Soutenir la recherche

Des bourses sont aussi offertes à des étudiants et des professeurs pour des projets liés aux études planétaires. Pour la doctorante en études anglaises et boursière du centre Safa Kouki, l’apport du CELCP est beaucoup plus qu’un soutien financier. « Le nom même du centre m’a aidé à conceptualiser mon projet, raconte-t-elle. Le jour où les bourses pour la recherche sur la planétarité ont été annoncées, j’ai réussi à situer mon projet dans ce concept. »

Sa thèse défend l’existence de ce qu’elle nomme une « littérature des camps de réfugiés ». « Il y a des productions littéraires réalisées par des réfugiés et d’autres rédigées en collaboration avec des journalistes ou des écrivains professionnels, fait remarquer Safa. Cette littérature des camps de réfugiés n’est pas prise en compte dans le monde littéraire, donc il y a comme un trou. On en parle en anthropologie, en sciences politiques, mais pas en littérature. Mon projet est de théoriser ce nouveau genre littéraire. »

La doctorante en études anglaises Asma Mestiri a elle aussi reçu une bourse du CELCP. Son projet remet en question la représentation des victimes de trafic humain dans les médias dominants. « Je traite ces histoires telles qu’elles sont dépeintes dans la littérature et la photographie », explique-t-elle. L’étudiante oppose ces représentations artistiques du parcours des victimes de la traite des êtres humains à celles qu’en font les grands médias, notamment aux nouvelles.
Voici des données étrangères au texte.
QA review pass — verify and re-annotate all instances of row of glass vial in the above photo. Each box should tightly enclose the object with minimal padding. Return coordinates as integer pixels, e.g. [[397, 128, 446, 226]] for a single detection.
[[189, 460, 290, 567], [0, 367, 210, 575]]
Pour Asma, les recherches sur la planétarité visent à résoudre des problématiques culturelles et politiques en imaginant une nouvelle identité internationale, en dehors du langage de crise que transmettent les médias d’information. « Les études planétaires représentent cette nouvelle structure, cette nouvelle façon de produire de la connaissance, relate-t-elle. Pour moi, cela m’aidera à représenter les sujets de traite d’êtres humains dans ce que j’estime être un espace commun efficace. »

Un enthousiasme marqué

« Je pense que beaucoup de gens s’intéressent à ce domaine, mais ils ne connaissent pas nécessairement le centre, parce que c’est encore nouveau, dit Asma Mestiri. J’espère que les gens seront aussi emballés que je le suis. » Dès ses débuts, l’engouement autour du CELCP a d’ailleurs été très fort. M. Harel affirme avoir reçu un appui soutenu de la Faculté des arts et des sciences de l’UdeM, qui croit au projet.

Le codirecteur du centre considère que la pertinence des recherches sur la planétarité est d’autant plus grande dans le contexte actuel. « On arrive à une impasse, qui est probablement mise en relief par l’élection d’un Donald Trump, la montée du nationalisme de droite dans l’Union européenne, la crise des réfugiés qui sévit depuis plusieurs années, constate-t-il. La notion de mondialisme s’essouffle, et il faut penser à un après. » La planétarité devient ainsi un nouveau paradigme pour réfléchir à l’avenir des sociétés.

Le nouveau centre de recherche a déjà prévu plusieurs activités et événements en lien avec ses objectifs, notamment des conférences, des projections de films et la mise en place d’un cercle de lecture. Un premier colloque international aura lieu à Montréal en mars 2018 et un second sera organisé en Roumanie à l’automne suivant.